Why? Well because it’s gay. And how does the common gamer determine that this game is gay? Well, it’s simple, you see. These characters are muscled and wearing nothing but their thongs. If they’re burly and in thongs, they must be gay, which makes this game gay. Oh, and did I mention this game uses rainbows? That alone makes it gay, right?
Yes, if you read the above paragraph and sighed, then you share my feelings exactly. People once again heaping labels atop a game that’s just… well… incredibly random. Like, impossibly random. For Pete’s sake people, there’s a muscle-bound polar bear up there in that row of men/the single woman! A polar bear! Polar bears don’t work out in gyms! (Unless I’m completely missing something when I’m going to the gym. It’s possible.) And that man has a bird in his afro!
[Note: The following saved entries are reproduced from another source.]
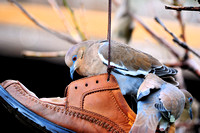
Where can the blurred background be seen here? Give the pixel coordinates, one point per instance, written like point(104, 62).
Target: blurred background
point(48, 76)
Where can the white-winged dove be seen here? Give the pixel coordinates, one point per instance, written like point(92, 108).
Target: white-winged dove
point(130, 66)
point(159, 105)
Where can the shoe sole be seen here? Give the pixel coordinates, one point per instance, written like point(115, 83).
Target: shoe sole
point(27, 116)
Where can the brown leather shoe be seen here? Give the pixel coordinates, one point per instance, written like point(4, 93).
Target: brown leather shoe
point(91, 105)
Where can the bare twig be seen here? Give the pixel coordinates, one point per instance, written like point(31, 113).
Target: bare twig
point(69, 28)
point(43, 54)
point(181, 8)
point(175, 39)
point(80, 32)
point(57, 34)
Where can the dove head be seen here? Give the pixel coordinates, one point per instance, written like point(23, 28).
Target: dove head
point(74, 56)
point(188, 102)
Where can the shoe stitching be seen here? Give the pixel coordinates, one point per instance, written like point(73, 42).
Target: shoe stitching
point(91, 119)
point(117, 105)
point(97, 121)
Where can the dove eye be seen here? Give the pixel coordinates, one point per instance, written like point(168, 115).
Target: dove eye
point(74, 58)
point(190, 99)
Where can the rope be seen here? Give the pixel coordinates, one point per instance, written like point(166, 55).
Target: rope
point(109, 68)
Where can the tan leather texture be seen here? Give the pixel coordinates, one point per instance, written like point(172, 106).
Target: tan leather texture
point(93, 104)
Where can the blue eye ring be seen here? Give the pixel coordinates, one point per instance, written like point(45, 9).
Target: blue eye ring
point(74, 58)
point(190, 99)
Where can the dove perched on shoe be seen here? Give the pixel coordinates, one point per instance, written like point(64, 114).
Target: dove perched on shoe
point(160, 104)
point(130, 66)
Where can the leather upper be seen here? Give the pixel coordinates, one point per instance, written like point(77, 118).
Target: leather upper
point(92, 104)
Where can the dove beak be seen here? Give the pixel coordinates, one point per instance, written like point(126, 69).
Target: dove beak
point(190, 113)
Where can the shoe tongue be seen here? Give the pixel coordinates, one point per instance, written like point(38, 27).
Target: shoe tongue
point(79, 89)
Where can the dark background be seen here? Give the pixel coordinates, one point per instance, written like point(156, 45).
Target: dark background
point(45, 79)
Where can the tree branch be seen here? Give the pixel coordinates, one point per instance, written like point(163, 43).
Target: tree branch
point(57, 34)
point(176, 40)
point(181, 8)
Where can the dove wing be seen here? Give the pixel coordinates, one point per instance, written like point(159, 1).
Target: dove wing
point(128, 61)
point(147, 118)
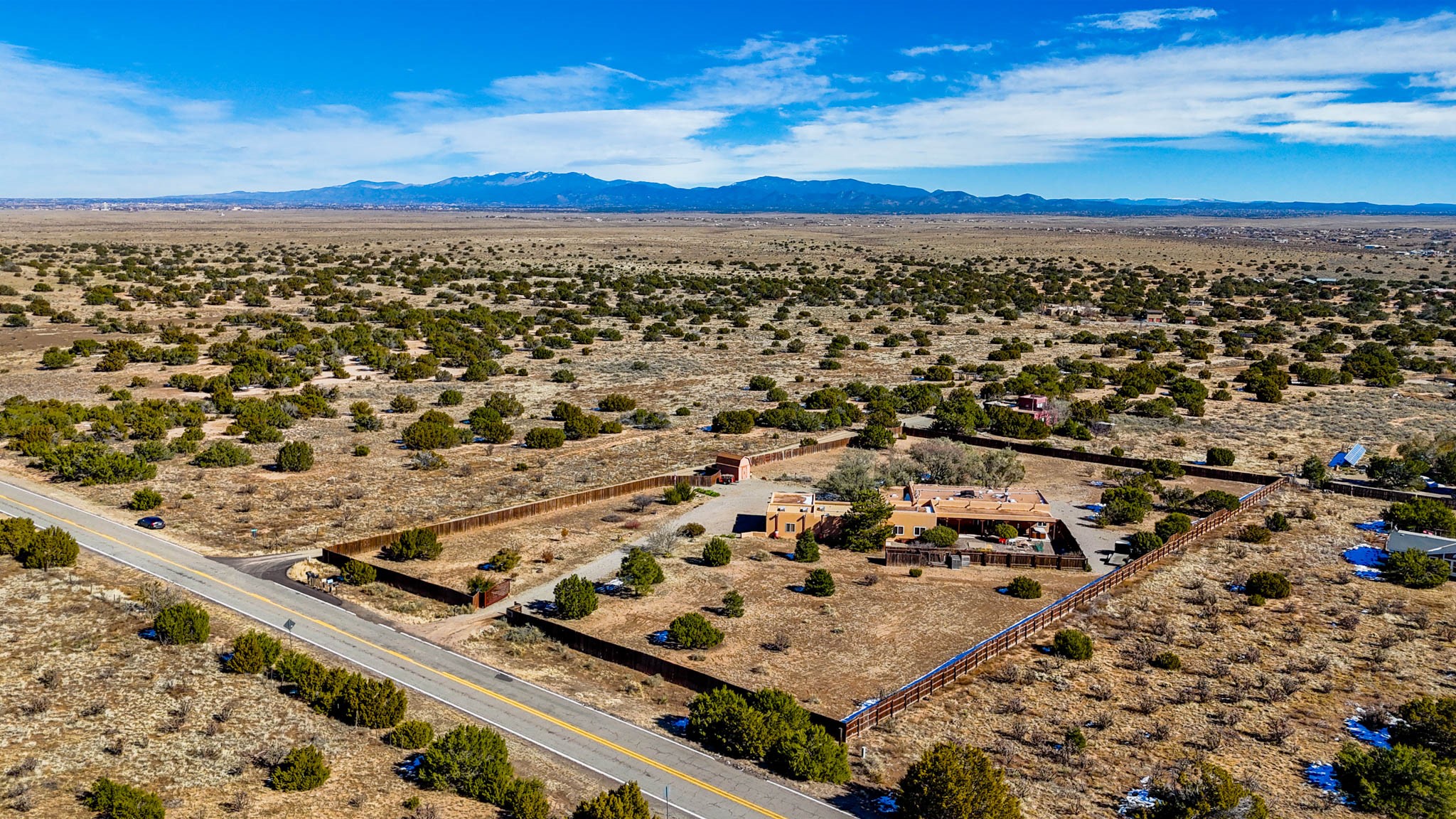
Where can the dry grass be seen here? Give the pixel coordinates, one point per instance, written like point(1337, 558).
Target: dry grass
point(82, 695)
point(1263, 691)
And… and… things!
It’s certainly very much embedded in the Japanese culture, as all this game is about is 8 burly characters chase after another person through multiple levels for whatever reason Namco-Bandai chose at the time. As the chase is conducted, the target smashes through walls, leaving holes that are perfectly shaped for body builders! Each character must do a specific flex to get through the wall, otherwise they collide into it and are cast out from the game. As the chase continues, it gets faster and faster, forcing the player to move quickly to get into position for the next flex. If this doesn’t sound completely off the wall, then I don’t know what does. Will the E-10 content rating last? I hope so, as this game perfectly falls into the E-10 category of lighthearted cartoon randomness that barely passes as making sense.
It’s cartoon mischief at its finest, yet I’m sure we’ll hear someone complain about homosexual content being aimed at children in the game, just as we’re hearing gamers cry “gay” at the mere sight of it. I’m not exactly sure when the oily bodybuilder type became a symbol of someone being gay but then again I’m also not sure why so many militant straight people don’t find the “football ass smack” as a type of homosexual behavior.
So remember people. It’s bad for your children to be bodybuilders because it’s homosexual, but there’s nothing wrong with a good ass grab at the end of a 40-yard-touchdown pass. Hoo-rah.